You’ll see the new Dockerfile for this example, as shown below. Take a moment to read through it and see if you can spot the differences from our last example Dockerfile.

# Version 0.0.3
# This version builds a spigot server
# using the recommended build strategy for spigot
# This is advantageous in that it’s better for plugin development
# and fits well with the Docker approach
# it also adds a first Minecraft plugin into the bare spigot server
FROM ubuntu:16.04
MAINTAINER Kyle Brown "brownkyl@us.ibm.com"
RUN apt-get update
RUN apt-get install -y git
RUN apt-get install -y default-jdk
RUN apt-get install -y wget
RUN mkdir minecraft
RUN wget "https://hub.spigotmc.org//jenkins/job/BuildTools/lastSuccessfulBuild/artifact/target/BuildTools.jar" -O minecraft/BuildTools.jar
RUN java -jar minecraft/BuildTools.jar –rev 1.12
RUN echo "eula=true" > eula.txt
RUN mkdir plugins
ADD HelloWorld.jar /plugins/HelloWorld.jar
CMD java -XX:MaxPermSize=128M -Xms512m -Xmx1024m -jar spigot-1.12.jar nogui
EXPOSE 25565

As you probably noticed, this is very much like the 0.0.3 example Dockerfile we looked at in Part 1 of this series, but with a couple of differences.
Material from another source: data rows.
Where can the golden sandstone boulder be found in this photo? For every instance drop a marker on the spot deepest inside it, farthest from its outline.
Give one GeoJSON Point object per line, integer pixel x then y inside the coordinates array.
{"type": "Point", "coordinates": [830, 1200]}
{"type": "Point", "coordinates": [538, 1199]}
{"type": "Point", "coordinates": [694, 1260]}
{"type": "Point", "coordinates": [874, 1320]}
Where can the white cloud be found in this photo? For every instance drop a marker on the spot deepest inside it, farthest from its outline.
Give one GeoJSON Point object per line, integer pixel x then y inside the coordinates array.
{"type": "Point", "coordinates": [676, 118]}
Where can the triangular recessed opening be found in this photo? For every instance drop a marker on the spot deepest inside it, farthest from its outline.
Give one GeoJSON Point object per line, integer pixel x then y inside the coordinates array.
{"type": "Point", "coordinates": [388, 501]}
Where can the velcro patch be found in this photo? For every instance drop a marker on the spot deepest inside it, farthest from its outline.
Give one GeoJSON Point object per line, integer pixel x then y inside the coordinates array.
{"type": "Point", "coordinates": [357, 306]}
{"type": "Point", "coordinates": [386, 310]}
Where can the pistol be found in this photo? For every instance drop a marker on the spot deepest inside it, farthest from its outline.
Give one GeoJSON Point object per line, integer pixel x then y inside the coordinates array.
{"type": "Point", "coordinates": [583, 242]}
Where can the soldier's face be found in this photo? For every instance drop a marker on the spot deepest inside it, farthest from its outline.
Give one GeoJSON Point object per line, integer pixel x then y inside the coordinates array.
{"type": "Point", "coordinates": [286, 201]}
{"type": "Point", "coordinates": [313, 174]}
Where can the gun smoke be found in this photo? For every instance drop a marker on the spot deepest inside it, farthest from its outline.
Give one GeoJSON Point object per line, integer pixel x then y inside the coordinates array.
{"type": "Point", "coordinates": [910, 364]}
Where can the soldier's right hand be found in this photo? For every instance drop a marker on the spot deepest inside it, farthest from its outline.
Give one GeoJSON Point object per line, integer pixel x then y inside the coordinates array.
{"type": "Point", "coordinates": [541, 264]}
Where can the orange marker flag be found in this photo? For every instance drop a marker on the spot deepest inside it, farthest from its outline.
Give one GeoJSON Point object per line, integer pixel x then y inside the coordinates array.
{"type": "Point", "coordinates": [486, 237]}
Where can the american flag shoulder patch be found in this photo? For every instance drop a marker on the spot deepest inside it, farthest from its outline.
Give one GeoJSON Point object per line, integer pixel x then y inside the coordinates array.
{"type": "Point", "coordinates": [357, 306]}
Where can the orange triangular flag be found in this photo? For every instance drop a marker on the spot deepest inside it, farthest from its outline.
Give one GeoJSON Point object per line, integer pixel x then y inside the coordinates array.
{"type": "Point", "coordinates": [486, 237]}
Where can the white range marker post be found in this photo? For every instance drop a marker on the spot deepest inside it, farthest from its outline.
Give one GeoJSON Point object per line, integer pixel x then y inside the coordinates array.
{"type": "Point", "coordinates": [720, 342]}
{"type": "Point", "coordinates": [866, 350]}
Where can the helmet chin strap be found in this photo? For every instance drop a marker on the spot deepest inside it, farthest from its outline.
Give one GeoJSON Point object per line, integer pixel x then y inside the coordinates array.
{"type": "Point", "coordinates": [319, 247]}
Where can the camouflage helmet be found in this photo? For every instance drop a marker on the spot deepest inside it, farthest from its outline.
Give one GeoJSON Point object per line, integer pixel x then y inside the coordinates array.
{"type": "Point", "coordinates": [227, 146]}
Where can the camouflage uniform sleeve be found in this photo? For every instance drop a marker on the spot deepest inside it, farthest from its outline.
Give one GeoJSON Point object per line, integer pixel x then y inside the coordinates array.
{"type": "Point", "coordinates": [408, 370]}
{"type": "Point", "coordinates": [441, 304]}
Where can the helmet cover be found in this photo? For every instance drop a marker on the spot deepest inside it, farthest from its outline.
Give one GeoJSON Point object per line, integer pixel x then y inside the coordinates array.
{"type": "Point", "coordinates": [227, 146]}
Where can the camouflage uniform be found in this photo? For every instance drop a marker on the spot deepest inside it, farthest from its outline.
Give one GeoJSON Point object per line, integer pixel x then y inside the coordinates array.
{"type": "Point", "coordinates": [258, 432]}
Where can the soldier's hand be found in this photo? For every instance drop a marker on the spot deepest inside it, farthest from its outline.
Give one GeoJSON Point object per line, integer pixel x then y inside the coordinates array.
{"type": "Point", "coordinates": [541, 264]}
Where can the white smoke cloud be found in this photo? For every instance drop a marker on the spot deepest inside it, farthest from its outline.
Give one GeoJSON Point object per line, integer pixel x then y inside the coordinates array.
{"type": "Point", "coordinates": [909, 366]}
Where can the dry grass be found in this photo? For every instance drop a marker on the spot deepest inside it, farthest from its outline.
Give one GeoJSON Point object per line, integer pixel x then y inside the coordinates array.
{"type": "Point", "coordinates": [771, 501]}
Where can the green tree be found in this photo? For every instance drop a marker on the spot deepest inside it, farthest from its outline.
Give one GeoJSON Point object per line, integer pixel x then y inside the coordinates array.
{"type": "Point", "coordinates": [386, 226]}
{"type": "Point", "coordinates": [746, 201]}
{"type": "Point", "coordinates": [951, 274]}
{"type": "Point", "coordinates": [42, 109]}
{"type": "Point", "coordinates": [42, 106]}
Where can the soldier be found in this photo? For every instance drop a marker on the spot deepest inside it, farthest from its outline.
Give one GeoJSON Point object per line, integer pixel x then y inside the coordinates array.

First, this one creates a new directory called “plugins”. Second, it then performs a new command in Docker that you’ve not seen: ADD.

The ADD command takes a file from your local (host) directory and copies it into the Docker file — this is cool! That’s exactly what we want in our example — we want the ability to change our plugin file while leaving everything else alone. However, unlike the CMD command, which runs every time you start a new container with Docker run, the ADD command runs only when you do a Docker build. That means that if you make changes to your plugin, you need to rebuild your image. For this example, let’s build our new image for the first time by typing the following command at the command line:

sudo docker build ‑t="(less-thandirectory(greater-than/spigot112‑plugin"

Just as you did in Part 1, replace with your login id. The first time you build the new image, it may take a bit longer than in subsequent builds because Docker constructs some of the new image layers.

Now that you’ve built the new image, it’s time to run it! To do this, type the following command: sudo docker run -i -t -p=25565:25565 <directory>/spigot112-plugin

Because you’re starting the Docker container at the same port as previously, you shouldn’t need to change the configuration of the Minecraft client. You’ll find the first indication that your plugin is working in the on-screen logs of the Minecraft server — look for a line like this: [14:22:50 INFO]: Done (12.942s)! For help, type "help" or "?"

Once you’re sure that the server has started successfully, start up the Minecraft client, connect to your server, and then inside Minecraft type: /hello

Your Minecraft command screen should look something like this:

Minecraft screen

If you see the message “Hello Everybody” (or whatever you changed your message to), it’s working. Congratulations!


In Part 2 of this series, you learned how to build a simple server-side plugin for Minecraft using Eclipse, and how to run it on Docker. In Part 3, you’ll take your plugin to the next level by running it on the web in IBM Cloud.